- Founded: 2008
- Country: Lebanon
- Type: Unified combatant command
- Size: 5,000 (3 brigades)
- Part of: Lebanese Armed Forces
- Nickname: LSOCOM

= Lebanese Special Operations Command =

The Lebanese Special Operations Command (LSOCOM) (قيادة القوات الخاصة اللبنانية Kiyadat al Kouwat al Khasa al Loubnanya) is the unified combatant command charged with overseeing the various special warfare operations component commands of the Lebanese Armed Forces (LAF) which groups Lebanon's special combat units. The command is part of the LAF.

==Background==

The command was founded as a result of the lessons the Lebanese Army learned in the Nahr el Bared Operation. The Lebanese Special Forces spearheaded the attack on the camp in which 169 soldiers died and were the workhorse in the battle and the key to the success of the campaign.

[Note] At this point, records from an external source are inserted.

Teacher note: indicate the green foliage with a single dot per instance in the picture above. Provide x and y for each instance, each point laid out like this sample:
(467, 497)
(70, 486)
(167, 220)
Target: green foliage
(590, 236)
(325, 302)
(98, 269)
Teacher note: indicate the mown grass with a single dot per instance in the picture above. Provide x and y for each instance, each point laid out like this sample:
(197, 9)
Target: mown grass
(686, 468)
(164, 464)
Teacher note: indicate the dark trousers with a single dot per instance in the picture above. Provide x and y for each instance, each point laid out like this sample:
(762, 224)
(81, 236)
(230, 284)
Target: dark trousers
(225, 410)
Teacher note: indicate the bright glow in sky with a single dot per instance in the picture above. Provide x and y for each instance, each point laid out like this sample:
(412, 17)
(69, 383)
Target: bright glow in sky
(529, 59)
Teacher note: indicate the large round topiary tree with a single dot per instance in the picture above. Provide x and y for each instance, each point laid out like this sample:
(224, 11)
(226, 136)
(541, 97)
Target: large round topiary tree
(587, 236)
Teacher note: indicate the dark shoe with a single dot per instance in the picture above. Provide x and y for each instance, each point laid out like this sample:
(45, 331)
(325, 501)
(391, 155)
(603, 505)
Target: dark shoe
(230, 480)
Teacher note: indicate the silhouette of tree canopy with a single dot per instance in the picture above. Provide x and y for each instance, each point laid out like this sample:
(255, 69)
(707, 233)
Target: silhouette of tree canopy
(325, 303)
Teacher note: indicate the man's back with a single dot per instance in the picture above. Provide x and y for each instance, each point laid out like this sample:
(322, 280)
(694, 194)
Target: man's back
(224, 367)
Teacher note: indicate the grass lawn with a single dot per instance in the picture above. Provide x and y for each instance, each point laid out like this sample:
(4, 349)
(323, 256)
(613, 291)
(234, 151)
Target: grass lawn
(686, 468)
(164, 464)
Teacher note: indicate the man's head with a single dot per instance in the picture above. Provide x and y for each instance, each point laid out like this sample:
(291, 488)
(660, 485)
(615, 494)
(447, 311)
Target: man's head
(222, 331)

Nahr el Bared was the first occasion where these regiments were able to prove themselves capable, especially at anti-irregular military, counterterrorism, hostage rescue, and irregular warfare operations, which prompted the Lebanese Army Command to start planning to expand them.

==Structure==
The LSOCOM includes Lebanon's 4 Special Forces Regiments:
- Counter-Sabotage (Moukafaha) Branch and the Strike Force (Kouwa el-Dareba) Anti-Terrorism Branch
- Lebanese Airborne Regiment
- Lebanese Commando Regiment ( the Maghaweer)
- Lebanese Marine Commandos Regiment

==Future==
At formation, the size of the force was around 5,000 soldiers; however, the plan is to build a force the size of two to three brigades.